Basic Qualifications:

  • Bachelor's degree in Cybersecurity, Information Technology, Computer Science, or a related discipline. Additional training and experience may substitute for a degree.

  • Relevant cybersecurity certifications may be required, such as Certified Information Systems Security Professional (CISSP), Certified Information Security Manager (CISM), or CompTIA Advanced Security Practitioner (CASP+).

  • Experience in implementing and managing security controls aligned with RMF, NIST 800-53, and DISA STIG standards.

  • Familiarity with security tools and technologies, such as vulnerability scanners (e.g., Nessus, Qualys), SIEM platforms, and endpoint protection solutions.

  • 4-7 years of experience in information system security roles, including roles as an ISSM, ISSO, or ISSE.

  • Solid understanding of secure system design, implementation, and maintenance in DoD environments.

  • Must possess a Top Secret clearance.

Preferred Qualifications:

  • Master's degree in Cybersecurity, Information Technology, Computer Science, or a related field.

  • Technical certifications such as GIAC Security Essentials (GSEC) or Certified Information Systems Auditor (CISA) are preferred.

  • Experience with implementing Zero Trust (ZT) principles and secure cloud solutions in operational settings.

  • Expertise in advanced security frameworks, including PKI, ICAM, ABAC, and RBAC, to enhance data security and sovereignty.

  • Familiarity with USSOCOM's operational environment and the SOF Information Environment (SIE) along with its security requisites.

  • Experience supporting DoD cybersecurity programs requiring strict compliance and reporting.

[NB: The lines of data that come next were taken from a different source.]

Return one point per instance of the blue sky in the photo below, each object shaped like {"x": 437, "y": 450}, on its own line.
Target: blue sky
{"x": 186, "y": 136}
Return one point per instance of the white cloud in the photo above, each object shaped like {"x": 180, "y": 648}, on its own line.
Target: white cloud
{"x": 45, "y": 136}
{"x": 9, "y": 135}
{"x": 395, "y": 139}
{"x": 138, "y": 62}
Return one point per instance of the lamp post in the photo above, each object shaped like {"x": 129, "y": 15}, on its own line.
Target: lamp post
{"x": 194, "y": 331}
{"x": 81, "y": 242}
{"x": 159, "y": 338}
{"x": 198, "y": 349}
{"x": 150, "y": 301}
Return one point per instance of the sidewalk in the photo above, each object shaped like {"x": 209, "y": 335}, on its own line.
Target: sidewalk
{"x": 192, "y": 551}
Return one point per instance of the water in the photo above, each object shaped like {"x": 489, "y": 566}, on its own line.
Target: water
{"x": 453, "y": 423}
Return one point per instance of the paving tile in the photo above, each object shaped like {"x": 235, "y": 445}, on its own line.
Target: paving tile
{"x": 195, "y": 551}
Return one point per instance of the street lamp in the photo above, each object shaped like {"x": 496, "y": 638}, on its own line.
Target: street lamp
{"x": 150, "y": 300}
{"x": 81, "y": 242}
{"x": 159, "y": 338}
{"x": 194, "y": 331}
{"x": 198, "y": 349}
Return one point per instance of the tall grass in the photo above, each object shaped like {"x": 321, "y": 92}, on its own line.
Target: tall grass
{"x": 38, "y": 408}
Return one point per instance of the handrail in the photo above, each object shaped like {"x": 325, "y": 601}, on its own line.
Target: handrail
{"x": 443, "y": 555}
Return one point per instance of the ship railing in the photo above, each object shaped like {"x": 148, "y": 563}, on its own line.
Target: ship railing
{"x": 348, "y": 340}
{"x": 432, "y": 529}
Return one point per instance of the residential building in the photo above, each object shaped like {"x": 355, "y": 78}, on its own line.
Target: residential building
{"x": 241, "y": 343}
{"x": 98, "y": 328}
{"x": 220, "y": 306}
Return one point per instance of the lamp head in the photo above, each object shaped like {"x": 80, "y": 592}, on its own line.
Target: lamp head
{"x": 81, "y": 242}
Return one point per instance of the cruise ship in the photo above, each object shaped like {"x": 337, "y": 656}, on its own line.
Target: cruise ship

  • Demonstrated ability to conduct risk assessments, develop mitigation strategies, and implement corrective actions.

  • Experience leading or contributing to incident response efforts in high-security environments.

  • Ability to effectively convey technical security concepts to non-technical stakeholders and leadership.

  • Experience collaborating with cross-functional teams to align security initiatives with program objectives.

Please note that the pay range listed does not reflect a guarantee of compensation; salary will be determined based on position level, experience, and overall fit.

Original Posting Date: 2024-11-27

The position will remain open for a minimum of 3 days, with the anticipated close no earlier than 3 days post-original posting date.

Pay Range:

Pay Range: $81,250.00 - $146,875.00. The range provided is a general guideline only and not a guarantee of compensation. Additional factors considered include responsibilities of the role, experience, knowledge, skills, abilities, and alignment with market data.